The gradient of hinge loss when label = 1.0, x = 1.001
The gradient of hinge loss when label = 1.0, x = 0.009
Plot the curves of gradients and losses for x in [-2, 2] (hint: use %matplotlib inline in Jypiter)

Problem 2

Logistic regression and multi-layer perceptrons (MLPs) are two basic models for classification tasks. Try to use these two models to learn from the following xor dataset:

import numpy
xs = np.array([[-1.1, 1.0], [-1.0, 1.1], [-1.1, 1.1], [1.0, -1.1],[1.1, -1.0],[1.0, -1.0],
                  [1.1, 1.1],[1.0, 0.9],[1.1, 1.0],  [-1.1, -1.0], [-1.1, -1.1], [-1.0, -1.1]],
                dtype=np.float32)
ys = np.array([1, 1, 1, 1, 1, 1, 0, 0, 0, 0, 0, 0], dtype=np.float32)
ys = ys[:, None]

Train and Evaluate your models using xs (samples) and ys (training labels).

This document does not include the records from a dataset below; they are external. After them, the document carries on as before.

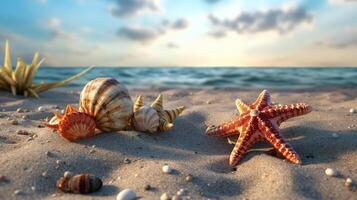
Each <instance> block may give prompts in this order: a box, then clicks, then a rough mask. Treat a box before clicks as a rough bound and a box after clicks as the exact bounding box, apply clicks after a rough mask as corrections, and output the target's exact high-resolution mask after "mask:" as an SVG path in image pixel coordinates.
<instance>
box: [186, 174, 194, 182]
mask: <svg viewBox="0 0 357 200" xmlns="http://www.w3.org/2000/svg"><path fill="white" fill-rule="evenodd" d="M192 179H193V176H192V175H191V174H189V175H187V176H186V177H185V180H186V181H187V182H191V181H192Z"/></svg>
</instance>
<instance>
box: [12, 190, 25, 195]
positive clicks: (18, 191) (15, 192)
mask: <svg viewBox="0 0 357 200" xmlns="http://www.w3.org/2000/svg"><path fill="white" fill-rule="evenodd" d="M21 194H23V192H22V191H21V190H15V191H14V195H21Z"/></svg>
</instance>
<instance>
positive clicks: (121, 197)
mask: <svg viewBox="0 0 357 200" xmlns="http://www.w3.org/2000/svg"><path fill="white" fill-rule="evenodd" d="M133 199H136V194H135V192H134V191H133V190H131V189H125V190H122V191H121V192H119V194H118V195H117V200H133Z"/></svg>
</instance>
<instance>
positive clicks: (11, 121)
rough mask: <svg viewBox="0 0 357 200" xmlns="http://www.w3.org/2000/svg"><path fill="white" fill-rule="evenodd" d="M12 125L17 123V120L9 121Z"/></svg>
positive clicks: (13, 119)
mask: <svg viewBox="0 0 357 200" xmlns="http://www.w3.org/2000/svg"><path fill="white" fill-rule="evenodd" d="M10 123H11V124H12V125H19V122H18V121H17V120H16V119H13V120H11V121H10Z"/></svg>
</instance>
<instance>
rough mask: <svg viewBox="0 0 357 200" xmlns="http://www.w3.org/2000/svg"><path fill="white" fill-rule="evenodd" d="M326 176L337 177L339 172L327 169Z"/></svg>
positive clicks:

You are allowed to use Keras. Compare the performance of your two models.

Problem 3

The MNIST dataset of handwritten digits is a very popular dataset to test the algorithms and ideas of machine learning. To train MNIST data, the following procedures are adopted:

Reshape the digit pictures ( each with 28x28 pixels) to vectors of 784
Change the type of xs to float32
Every pixel is from 0 to 255. Renormalize it to 0 and 1
Reshape the label vectors ys if necessary

The original MNIST data has 10 categories. Our new task is to take only two categories: digit 4 and digit 8 and train a classifier. You are suggested to compare two models:

One hidden layer MLP with cross entropy loss
One hidden layer MLP with hinge loss
(bonus) MLP with two and three hidden layers

hint: you may refer to Keras example.